Au dernier étage, l’une des loggias offre une vue en cinémascope sur la ville.
Seule exception au jeu de décalage, les loggias situées en pignon et faisant face au bâtiment mitoyen.
Seule exception au jeu de décalage, les loggias situées en pignon et faisant face au bâtiment mitoyen.

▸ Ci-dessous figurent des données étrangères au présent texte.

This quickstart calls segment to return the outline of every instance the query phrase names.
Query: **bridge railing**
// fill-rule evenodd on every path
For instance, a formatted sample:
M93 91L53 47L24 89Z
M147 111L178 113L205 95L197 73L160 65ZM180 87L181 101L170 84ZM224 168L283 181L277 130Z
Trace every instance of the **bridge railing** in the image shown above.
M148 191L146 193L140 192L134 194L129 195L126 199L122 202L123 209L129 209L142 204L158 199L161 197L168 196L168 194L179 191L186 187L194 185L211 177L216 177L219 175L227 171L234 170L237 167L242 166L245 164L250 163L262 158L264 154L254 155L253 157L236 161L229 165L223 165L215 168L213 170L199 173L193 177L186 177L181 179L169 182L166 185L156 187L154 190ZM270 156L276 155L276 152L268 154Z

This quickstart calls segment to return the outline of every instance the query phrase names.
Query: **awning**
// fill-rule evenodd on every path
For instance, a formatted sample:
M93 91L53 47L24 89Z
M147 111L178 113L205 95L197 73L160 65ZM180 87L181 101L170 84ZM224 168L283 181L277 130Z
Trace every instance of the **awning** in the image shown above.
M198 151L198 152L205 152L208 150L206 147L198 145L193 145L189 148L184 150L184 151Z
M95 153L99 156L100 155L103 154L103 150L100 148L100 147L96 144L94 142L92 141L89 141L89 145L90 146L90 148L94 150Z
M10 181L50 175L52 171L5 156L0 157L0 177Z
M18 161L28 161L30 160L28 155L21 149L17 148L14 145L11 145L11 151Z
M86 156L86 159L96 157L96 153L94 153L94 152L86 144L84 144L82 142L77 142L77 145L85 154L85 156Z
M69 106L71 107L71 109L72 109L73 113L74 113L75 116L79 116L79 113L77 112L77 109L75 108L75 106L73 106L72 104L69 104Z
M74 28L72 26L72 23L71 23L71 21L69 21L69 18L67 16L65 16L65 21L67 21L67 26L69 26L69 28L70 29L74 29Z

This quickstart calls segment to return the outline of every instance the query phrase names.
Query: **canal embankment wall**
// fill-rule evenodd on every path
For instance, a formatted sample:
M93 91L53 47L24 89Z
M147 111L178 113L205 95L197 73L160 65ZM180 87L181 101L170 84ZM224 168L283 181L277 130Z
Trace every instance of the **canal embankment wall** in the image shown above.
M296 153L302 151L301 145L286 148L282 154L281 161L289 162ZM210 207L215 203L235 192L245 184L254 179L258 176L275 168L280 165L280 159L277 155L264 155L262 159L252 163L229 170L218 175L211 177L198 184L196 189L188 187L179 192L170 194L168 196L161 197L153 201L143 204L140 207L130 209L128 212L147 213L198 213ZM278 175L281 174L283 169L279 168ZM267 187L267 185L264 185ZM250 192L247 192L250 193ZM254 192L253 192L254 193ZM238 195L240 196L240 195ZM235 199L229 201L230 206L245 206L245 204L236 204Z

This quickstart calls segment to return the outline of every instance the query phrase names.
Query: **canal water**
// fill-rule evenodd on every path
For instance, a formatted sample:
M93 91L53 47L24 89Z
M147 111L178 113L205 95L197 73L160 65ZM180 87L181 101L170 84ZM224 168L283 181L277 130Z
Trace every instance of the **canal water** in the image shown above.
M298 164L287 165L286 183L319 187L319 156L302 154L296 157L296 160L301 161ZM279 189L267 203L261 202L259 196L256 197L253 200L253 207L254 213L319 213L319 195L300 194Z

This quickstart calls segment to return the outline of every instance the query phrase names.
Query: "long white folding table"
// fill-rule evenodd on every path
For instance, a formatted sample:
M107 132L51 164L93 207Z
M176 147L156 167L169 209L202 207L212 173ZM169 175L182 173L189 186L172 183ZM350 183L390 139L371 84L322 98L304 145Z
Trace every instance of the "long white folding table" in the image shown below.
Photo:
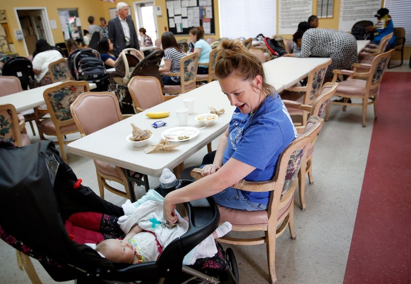
M145 154L144 149L150 145L157 144L161 139L163 131L179 126L175 110L184 107L183 100L187 98L195 99L194 113L188 115L188 126L200 127L194 117L197 114L208 113L209 107L217 110L224 109L225 113L219 115L212 125L201 129L197 137L184 142L170 142L179 144L178 147L170 151L157 150ZM228 125L234 109L221 91L218 82L213 81L72 142L67 147L68 151L74 154L144 174L160 176L163 169L173 169L177 167L223 133ZM154 119L146 115L148 112L163 111L169 112L169 116ZM160 120L167 125L157 128L151 126L153 122ZM132 123L141 129L148 129L153 132L153 138L147 147L135 148L126 141L126 137L132 131Z
M11 104L18 113L40 107L45 104L43 95L45 90L61 83L61 82L57 82L0 97L0 105ZM89 83L89 85L91 90L97 87L96 84L94 83Z
M281 57L265 62L262 66L268 84L274 87L282 85L284 89L287 89L308 76L314 67L330 60L329 58L318 57Z

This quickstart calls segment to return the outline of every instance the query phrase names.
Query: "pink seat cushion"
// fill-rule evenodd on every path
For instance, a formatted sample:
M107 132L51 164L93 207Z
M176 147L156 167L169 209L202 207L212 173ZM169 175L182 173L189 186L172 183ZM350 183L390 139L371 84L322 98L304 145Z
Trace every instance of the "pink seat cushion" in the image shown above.
M195 89L196 82L192 83L185 87L186 90ZM166 85L162 88L163 93L178 93L181 92L181 86L180 85Z
M283 217L284 214L288 212L290 206L293 205L294 198L290 198L290 201L281 208L277 215L277 220ZM233 226L243 227L266 226L268 223L268 214L267 210L258 211L246 211L233 209L218 205L220 211L220 222L228 221Z
M337 87L337 95L346 94L352 96L362 96L364 95L364 89L367 81L360 79L348 79L345 81L340 82ZM376 93L377 88L372 90L370 93Z

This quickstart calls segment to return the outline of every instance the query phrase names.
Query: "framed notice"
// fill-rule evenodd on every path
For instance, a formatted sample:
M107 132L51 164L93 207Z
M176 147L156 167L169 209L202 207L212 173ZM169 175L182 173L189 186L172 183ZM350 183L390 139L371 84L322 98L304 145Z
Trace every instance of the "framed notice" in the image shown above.
M188 35L199 26L205 34L215 34L212 0L166 0L165 4L168 30L174 35Z

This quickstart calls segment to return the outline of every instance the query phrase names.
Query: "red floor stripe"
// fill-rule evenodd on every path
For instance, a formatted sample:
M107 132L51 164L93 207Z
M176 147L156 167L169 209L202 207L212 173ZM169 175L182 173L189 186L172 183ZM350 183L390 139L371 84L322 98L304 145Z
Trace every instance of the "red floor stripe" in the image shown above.
M410 82L384 75L345 284L411 283Z

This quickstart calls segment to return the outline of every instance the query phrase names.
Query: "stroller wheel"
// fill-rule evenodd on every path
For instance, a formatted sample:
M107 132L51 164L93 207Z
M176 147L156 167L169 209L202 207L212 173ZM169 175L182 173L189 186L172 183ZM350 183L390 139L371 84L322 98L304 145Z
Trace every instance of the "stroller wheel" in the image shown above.
M237 261L236 261L236 257L234 255L234 252L231 247L227 248L225 250L225 259L228 263L230 267L231 268L231 271L236 279L237 283L239 283L239 275L238 275L238 267L237 266Z

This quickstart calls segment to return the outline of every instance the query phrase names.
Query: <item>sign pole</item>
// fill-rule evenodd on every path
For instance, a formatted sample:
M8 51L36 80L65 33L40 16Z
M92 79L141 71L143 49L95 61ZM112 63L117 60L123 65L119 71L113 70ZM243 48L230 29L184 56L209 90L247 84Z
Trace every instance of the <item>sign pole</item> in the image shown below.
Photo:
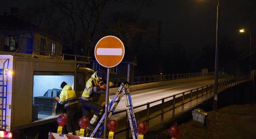
M104 139L107 136L107 126L108 113L108 95L109 87L109 68L118 65L124 56L125 49L123 42L117 37L107 36L97 43L94 50L96 60L101 66L108 68L107 86L105 104Z
M109 86L109 68L108 68L107 72L107 87L106 91L106 99L105 104L105 119L104 123L104 139L107 137L107 124L108 122L108 91Z

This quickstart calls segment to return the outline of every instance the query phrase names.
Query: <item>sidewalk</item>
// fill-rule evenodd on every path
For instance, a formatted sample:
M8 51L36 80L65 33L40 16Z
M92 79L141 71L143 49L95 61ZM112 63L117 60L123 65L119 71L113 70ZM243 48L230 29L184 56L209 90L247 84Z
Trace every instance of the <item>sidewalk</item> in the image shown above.
M177 123L181 129L177 139L255 139L256 103L230 105L208 112L206 123L204 127L194 125L193 120ZM168 132L148 133L144 139L170 139Z

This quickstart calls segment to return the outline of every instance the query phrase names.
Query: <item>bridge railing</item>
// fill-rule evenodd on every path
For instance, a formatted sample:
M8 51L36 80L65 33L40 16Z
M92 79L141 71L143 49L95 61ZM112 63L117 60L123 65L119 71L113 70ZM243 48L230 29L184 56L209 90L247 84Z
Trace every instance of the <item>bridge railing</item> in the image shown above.
M227 88L249 81L249 75L222 80L218 82L218 92L219 93ZM137 115L139 114L135 113L137 122L146 122L149 130L150 127L149 126L150 120L158 118L159 120L159 124L163 124L165 121L170 121L172 118L174 119L181 115L184 113L185 110L192 109L200 103L213 97L214 95L214 84L212 83L134 107L134 109L135 110L136 108L144 108L142 111L144 111L144 113L146 111L147 114L146 115L143 115L143 117L140 117L139 116L138 119L140 120L137 120L138 119ZM156 105L156 103L158 104ZM156 110L157 109L155 107L157 106L158 106L158 109ZM161 107L160 111L158 110L159 107ZM126 111L126 110L118 111L114 113L114 114ZM152 114L152 113L155 114ZM127 119L127 115L126 118ZM126 128L118 131L115 134L126 131L127 132L126 139L129 139L129 129L128 125L127 125Z
M207 74L202 74L202 72L186 73L168 75L159 75L148 76L140 76L132 77L123 77L110 78L109 81L118 83L118 86L121 82L124 81L129 82L131 85L144 84L157 82L167 81L179 79L201 77L203 76L214 75L214 72L210 72Z

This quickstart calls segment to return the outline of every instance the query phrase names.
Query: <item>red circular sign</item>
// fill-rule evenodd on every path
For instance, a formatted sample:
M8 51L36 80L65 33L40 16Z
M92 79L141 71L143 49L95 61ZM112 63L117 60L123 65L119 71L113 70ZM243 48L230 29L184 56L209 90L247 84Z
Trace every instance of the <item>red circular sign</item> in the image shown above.
M96 60L101 66L112 68L121 62L124 52L124 46L119 38L113 36L107 36L98 42L94 54Z

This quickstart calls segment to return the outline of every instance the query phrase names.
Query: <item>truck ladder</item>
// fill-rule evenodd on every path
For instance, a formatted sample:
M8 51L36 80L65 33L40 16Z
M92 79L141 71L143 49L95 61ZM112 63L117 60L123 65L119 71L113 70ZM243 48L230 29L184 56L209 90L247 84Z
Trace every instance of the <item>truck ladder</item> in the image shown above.
M9 67L10 59L7 59L3 63L3 68L0 69L0 110L1 110L1 122L0 129L4 129L6 128L6 114L7 107L7 75L6 70ZM5 68L6 63L7 62L7 68Z
M134 111L133 109L133 106L132 103L132 99L130 95L130 90L131 87L128 84L121 83L119 88L116 92L115 95L114 96L112 100L109 103L108 106L108 120L109 120L111 115L114 114L115 110L117 106L117 104L120 101L122 97L124 97L125 104L126 106L126 111L127 112L127 114L128 115L129 123L130 123L130 127L131 128L131 131L132 133L133 139L139 139L139 133L137 131L137 123L136 122L136 119L135 119L135 115L134 114ZM93 131L93 133L91 134L90 137L93 137L95 133L98 131L98 129L102 123L102 121L105 119L105 115L106 113L104 113L104 114L101 117L101 118L99 121L97 126ZM100 131L97 134L97 137L99 138L101 134L102 131L104 130L104 126L101 127Z

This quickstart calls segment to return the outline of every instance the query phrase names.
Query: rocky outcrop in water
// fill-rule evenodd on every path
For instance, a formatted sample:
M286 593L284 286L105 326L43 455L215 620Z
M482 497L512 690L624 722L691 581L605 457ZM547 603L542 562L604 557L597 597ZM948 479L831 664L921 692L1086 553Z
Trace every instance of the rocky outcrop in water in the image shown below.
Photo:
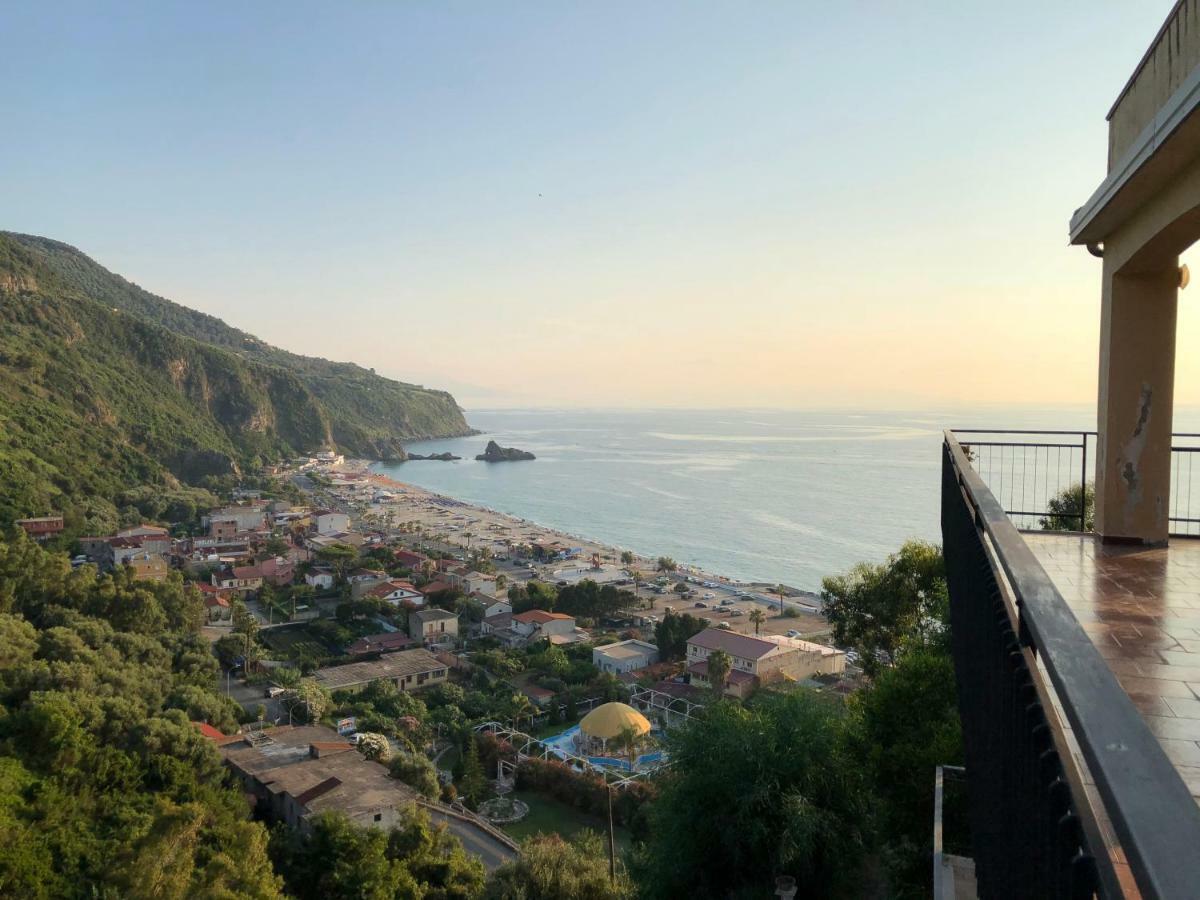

Le bâtiment se livre à son environnement comme un empilement de boîtes vitrées légèrement décalées, de 10 à 60 cm, à la manière de grandes fenêtres sur la ville. Ce jeu de décalage crée une façade vibrante et dynamique dans laquelle se reflète le ciel suivant le point de vue adopté – une fragmentation qui individualise chaque logement et signale son échelle, les serres filant tout le long des logements. Bien plus qu’un simple dispositif formel signant une architecture, ces briques emboîtables, mi-béton, mi-verre, forment une peau épaisse qui enveloppe la construction pour offrir aux locataires un espace de vie supplémentaire, à la manière d’un jardin d’hiver dont les volets vitrés, pivotants et coulissants, peuvent s’escamoter à tout moment et venir se ranger contre le mur de séparation, transformant la serre en une loggia classique. Appropriables tout au long de l’année, ils représentent entre 10 et 40 % d’espace supplémentaire suivant le type de l’appartement et sa position dans l’immeuble.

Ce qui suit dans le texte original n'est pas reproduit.